Martinique, le 3 juillet 2026
Le 1er juillet 2026, à la Maison Aimé Césaire, la ministre des Outre-mer, Naïma Moutchou, et le président du Conseil exécutif de la Collectivité Territoriale de Martinique (CTM), Serge Letchimy, ont signé un accord-cadre ouvrant une réflexion sur l’évolution institutionnelle de notre territoire. Quelques heures plus tard, les réactions d’acteurs économiques étaient déjà vives. Leurs interrogations sont légitimes et doivent être entendues.
Elles ne doivent pourtant pas occulter une question plus essentielle : quel avenir voulons-nous construire pour la Martinique ?

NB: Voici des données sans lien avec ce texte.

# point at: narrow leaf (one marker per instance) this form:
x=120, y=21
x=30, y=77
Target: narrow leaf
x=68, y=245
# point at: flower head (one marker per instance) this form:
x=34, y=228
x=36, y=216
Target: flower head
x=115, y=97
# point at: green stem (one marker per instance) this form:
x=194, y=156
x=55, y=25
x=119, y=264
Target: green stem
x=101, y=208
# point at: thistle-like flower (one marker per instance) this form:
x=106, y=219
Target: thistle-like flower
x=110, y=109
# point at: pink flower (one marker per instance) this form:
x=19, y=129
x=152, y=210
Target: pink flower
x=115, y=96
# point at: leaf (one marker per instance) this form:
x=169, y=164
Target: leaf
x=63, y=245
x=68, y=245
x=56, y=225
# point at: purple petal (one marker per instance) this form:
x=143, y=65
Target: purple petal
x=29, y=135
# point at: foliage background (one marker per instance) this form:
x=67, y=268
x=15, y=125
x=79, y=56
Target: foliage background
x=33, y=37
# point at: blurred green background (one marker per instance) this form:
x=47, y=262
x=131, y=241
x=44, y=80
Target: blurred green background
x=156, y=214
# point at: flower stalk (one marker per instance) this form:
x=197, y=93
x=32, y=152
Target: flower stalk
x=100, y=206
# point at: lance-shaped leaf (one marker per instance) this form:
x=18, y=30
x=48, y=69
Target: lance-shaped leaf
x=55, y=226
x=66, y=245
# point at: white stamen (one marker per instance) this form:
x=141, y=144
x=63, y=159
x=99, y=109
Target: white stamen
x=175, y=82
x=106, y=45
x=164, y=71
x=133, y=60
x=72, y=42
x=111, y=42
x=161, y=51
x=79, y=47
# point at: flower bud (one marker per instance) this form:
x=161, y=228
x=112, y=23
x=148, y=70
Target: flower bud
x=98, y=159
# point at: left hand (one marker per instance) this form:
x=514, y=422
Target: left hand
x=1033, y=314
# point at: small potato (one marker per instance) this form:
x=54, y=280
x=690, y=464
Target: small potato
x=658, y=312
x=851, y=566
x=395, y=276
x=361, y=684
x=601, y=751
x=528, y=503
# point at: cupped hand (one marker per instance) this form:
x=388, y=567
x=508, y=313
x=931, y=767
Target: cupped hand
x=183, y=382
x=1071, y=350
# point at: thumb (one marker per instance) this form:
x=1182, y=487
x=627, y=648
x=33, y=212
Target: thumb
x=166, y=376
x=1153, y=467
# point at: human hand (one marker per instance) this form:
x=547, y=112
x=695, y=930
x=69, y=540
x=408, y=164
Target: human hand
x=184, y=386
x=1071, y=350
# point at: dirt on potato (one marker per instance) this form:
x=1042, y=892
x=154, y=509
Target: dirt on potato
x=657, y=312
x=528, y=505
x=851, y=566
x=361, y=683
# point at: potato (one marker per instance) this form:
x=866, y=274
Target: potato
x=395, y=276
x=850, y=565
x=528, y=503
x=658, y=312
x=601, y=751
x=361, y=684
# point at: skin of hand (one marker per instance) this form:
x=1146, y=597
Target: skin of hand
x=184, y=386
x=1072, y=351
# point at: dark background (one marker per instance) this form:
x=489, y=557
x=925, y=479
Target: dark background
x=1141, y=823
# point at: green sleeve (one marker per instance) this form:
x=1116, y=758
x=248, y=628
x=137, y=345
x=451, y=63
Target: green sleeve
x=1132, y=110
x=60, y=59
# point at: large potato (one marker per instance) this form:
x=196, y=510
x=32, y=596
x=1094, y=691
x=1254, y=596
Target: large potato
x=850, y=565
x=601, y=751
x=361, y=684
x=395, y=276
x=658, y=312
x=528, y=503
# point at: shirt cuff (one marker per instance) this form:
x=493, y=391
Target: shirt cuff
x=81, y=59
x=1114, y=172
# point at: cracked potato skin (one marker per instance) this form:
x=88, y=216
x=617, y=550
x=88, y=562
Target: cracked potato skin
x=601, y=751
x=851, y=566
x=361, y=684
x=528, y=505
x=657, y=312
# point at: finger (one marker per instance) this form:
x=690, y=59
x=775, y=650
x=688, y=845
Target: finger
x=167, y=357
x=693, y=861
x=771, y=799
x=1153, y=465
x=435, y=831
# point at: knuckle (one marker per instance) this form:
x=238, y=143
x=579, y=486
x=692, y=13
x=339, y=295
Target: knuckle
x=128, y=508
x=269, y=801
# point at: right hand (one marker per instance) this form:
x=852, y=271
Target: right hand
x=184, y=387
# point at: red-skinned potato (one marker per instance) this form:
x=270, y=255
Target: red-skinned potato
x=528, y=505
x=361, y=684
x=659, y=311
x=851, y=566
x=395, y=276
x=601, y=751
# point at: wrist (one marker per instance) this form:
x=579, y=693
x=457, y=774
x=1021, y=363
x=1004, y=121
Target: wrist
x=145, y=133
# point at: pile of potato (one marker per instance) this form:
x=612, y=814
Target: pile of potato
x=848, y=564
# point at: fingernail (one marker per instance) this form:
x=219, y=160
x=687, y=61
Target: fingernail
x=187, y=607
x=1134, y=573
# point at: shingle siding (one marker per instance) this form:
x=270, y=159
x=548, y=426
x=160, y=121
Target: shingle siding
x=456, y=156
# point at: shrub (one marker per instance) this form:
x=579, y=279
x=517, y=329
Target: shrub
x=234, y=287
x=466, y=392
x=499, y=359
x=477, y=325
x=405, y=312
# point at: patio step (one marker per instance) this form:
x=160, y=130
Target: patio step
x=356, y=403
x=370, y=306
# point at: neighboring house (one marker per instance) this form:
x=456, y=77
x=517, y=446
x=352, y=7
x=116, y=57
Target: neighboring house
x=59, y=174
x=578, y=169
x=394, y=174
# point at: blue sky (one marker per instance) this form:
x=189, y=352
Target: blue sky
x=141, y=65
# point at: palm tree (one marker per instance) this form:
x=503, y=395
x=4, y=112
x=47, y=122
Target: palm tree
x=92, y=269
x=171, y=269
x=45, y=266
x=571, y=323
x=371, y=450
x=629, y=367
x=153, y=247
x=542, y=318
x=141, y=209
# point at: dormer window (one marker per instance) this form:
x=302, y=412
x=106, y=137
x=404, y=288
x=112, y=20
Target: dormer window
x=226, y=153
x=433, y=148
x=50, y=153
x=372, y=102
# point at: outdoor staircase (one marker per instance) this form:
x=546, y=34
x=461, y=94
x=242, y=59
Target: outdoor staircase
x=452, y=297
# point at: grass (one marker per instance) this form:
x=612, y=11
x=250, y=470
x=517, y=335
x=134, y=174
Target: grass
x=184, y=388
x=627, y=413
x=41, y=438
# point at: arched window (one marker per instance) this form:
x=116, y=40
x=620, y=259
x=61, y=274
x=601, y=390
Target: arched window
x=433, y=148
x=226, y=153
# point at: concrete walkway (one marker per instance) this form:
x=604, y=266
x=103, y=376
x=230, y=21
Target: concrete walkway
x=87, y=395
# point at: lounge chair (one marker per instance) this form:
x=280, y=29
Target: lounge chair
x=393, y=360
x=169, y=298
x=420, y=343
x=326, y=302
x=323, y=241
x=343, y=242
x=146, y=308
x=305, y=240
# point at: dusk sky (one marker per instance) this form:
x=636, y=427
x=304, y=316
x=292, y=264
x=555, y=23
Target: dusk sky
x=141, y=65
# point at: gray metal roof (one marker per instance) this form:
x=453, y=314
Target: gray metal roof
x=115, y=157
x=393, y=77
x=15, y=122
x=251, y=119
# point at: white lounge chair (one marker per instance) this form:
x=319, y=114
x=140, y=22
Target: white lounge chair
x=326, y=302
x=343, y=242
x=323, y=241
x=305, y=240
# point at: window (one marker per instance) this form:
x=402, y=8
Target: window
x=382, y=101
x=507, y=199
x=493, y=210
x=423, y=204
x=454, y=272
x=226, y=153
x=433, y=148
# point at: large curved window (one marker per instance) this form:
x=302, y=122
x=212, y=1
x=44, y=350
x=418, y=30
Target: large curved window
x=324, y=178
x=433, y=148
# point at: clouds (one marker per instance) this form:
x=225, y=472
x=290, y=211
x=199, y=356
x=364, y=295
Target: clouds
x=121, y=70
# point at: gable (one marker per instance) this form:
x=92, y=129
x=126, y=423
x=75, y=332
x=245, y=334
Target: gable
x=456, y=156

Le débat semble opposer évolution institutionnelle et sécurité économique. Cette opposition est une erreur. Les institutions ne créent pas la richesse. Elles permettent, ou elles empêchent, de la créer. Le véritable débat est donc à la fois institutionnel et économique.
Revenons au texte. Cet accord s’inscrit dans un long cheminement, de la Déclaration de Basse-Terre à l’Appel de Fort-de-France, et prolonge les votes du Congrès des élus et de l’Assemblée de Martinique d’octobre 2025. Dans l’immédiat, il ne modifie ni le statut de la Martinique, ni la fiscalité, ni le droit applicable aux entreprises. Il ouvre un cadre de dialogue entre l’État et les élus et prévoit qu’aucune évolution n’interviendra sans que les Martiniquaises et les Martiniquais soient consultés. Le débat qui s’ouvre est donc, avant tout, démocratique.
Quel est aujourd’hui le moteur économique de la Martinique ?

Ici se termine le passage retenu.